Overheat unfolds and deactivates Proteins. Proteins are the bio-polymers responsible for executing most biological phenomena and, through evolution, have had their sequences optimized to carry out specific functions within specific cellular environments. A protein's stability is a multidimensional property that depends on a series of factors (Pucci et al., 2017; Cao et al., 2019) such as pH, salinity, and temperature (thermostability shown in Figure 1 ), making it hard to adapt a protein to function outside of its endogenous cellular environment. Protein engineering is the field where natural proteins are mutated to improve their stability in exogenous environments and their overall fitness for a particular function. In protein engineering, one of the initial goals for most engineering campaigns is to improve the thermal stability of protein (Haki & Rakshit, 2003; Bruins et al., 2001; Frokjaer & Otzen, 2005) . Thermally stabilized proteins are more robust and therefore enable downstream applications in the food (Kapoor et al., 2017 ), biofuel (Huang et al., 2020 ), detergent (Von der Osten et al., 1993 ), chemical (Cho et al., 2015) , and pharmaceutical industry (Amara, 2013), drug design (De Carvalho, 2011; Mora & Telford, 2010) , and bioremediation of environmental pollutants (Lu et al., 2022; Alcalde et al., 2006) . Thus, to accelerate the engineering of a target protein it is critical to understand and accurately predict thermal stability changes of mutations.

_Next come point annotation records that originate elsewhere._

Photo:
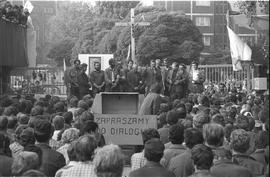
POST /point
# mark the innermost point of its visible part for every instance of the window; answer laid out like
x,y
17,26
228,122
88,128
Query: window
x,y
202,21
202,3
206,40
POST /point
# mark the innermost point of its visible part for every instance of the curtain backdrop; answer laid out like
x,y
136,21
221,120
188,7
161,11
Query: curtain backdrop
x,y
13,45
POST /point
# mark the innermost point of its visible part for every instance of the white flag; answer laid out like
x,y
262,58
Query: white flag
x,y
28,5
240,51
128,52
64,62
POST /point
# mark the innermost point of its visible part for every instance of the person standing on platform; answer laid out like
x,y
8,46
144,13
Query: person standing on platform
x,y
164,73
152,76
97,79
175,82
197,79
151,103
71,79
83,81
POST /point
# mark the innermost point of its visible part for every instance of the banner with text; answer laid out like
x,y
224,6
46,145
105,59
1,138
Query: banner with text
x,y
124,129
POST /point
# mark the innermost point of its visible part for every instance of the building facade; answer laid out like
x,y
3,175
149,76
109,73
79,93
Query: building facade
x,y
210,18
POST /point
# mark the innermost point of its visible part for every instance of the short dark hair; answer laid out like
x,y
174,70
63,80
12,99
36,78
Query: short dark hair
x,y
71,151
149,133
85,148
172,117
192,137
153,150
202,156
240,140
213,134
176,134
68,116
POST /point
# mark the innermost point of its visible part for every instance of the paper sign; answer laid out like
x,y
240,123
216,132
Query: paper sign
x,y
122,129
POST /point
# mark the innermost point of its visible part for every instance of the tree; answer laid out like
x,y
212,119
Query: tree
x,y
106,14
60,51
170,35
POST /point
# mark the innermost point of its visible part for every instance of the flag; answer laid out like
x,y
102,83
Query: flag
x,y
28,5
240,51
128,55
64,63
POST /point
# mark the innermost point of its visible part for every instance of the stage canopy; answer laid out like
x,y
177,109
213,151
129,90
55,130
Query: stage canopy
x,y
13,45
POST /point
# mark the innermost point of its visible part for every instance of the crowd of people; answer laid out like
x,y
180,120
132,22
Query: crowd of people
x,y
13,13
200,132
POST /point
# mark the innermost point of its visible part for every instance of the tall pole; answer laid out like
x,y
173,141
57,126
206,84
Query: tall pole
x,y
132,36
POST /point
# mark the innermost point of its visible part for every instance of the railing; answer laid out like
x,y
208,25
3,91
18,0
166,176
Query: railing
x,y
224,73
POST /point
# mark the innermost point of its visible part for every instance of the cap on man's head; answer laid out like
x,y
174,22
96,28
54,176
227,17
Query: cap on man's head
x,y
154,145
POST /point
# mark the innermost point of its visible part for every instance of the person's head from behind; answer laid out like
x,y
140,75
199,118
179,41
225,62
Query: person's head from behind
x,y
43,131
218,119
172,117
202,157
59,107
27,137
68,117
155,88
213,134
109,161
153,150
176,134
58,122
192,137
73,102
200,119
70,135
23,119
33,173
203,100
149,133
240,141
71,151
89,127
25,161
3,123
85,148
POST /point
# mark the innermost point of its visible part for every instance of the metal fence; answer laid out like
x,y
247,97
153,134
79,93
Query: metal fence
x,y
224,73
51,80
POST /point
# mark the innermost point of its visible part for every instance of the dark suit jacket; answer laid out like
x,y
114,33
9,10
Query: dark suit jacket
x,y
151,169
51,160
249,162
5,165
226,168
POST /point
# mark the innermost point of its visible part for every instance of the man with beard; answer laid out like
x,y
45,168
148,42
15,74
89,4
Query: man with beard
x,y
83,81
97,78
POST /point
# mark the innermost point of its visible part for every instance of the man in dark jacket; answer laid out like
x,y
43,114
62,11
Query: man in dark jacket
x,y
83,81
153,152
51,159
5,159
240,143
224,167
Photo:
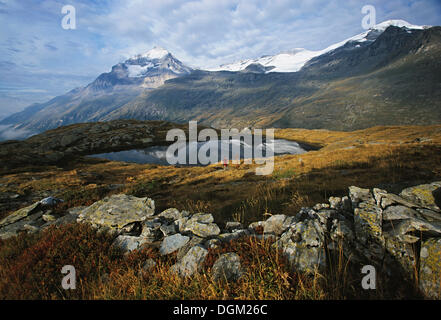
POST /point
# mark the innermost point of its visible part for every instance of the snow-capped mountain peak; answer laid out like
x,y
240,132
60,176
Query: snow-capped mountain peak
x,y
153,61
293,60
155,53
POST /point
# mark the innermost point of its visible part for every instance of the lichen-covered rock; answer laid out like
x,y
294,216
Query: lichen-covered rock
x,y
231,226
148,265
227,267
430,268
385,199
151,230
172,243
173,214
194,241
168,229
400,213
358,195
425,195
201,225
226,237
128,243
277,224
117,211
367,221
191,262
303,244
203,217
403,253
340,204
20,214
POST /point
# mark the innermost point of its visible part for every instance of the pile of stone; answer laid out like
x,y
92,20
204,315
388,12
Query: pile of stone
x,y
397,234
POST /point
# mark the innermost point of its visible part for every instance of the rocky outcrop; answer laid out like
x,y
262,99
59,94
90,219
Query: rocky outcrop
x,y
118,212
400,235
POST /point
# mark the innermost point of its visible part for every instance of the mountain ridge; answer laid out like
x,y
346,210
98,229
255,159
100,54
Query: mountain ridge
x,y
160,87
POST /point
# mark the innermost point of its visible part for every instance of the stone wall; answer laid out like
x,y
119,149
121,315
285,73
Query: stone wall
x,y
400,235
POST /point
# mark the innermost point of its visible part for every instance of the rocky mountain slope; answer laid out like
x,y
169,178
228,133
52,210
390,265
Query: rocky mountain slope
x,y
108,92
389,75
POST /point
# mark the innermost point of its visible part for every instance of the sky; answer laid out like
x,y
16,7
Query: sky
x,y
39,59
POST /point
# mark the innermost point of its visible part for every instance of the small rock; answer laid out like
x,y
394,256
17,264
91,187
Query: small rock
x,y
277,224
233,225
128,243
191,262
173,214
172,243
227,267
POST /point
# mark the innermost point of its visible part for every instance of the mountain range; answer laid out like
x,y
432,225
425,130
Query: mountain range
x,y
388,75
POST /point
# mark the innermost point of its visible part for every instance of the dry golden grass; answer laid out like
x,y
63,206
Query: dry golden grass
x,y
390,156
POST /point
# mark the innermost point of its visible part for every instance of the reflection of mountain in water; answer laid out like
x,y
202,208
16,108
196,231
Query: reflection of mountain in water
x,y
237,149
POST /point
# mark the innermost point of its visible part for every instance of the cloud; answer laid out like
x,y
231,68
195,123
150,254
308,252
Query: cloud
x,y
36,51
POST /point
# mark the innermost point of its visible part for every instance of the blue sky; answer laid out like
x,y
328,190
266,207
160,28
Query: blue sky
x,y
39,59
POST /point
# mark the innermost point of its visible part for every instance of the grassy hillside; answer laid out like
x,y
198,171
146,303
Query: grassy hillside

There has been a substantial effort from the community to quantitatively understand and model protein thermostability (e.g., Pucci et al., 2017; Cao et al., 2019; Pucci & Rooman, 2014; Li et al., 2019; Pucci & Rooman, 2017; Pouyan et al., 2022) . However, the generalizability of them is still unsatisfactory, and laborious experimental methods such as directed evolution are often preferred.



Figure 1: Overheat unfolds and deactivates proteins (Paci & Karplus, 2000).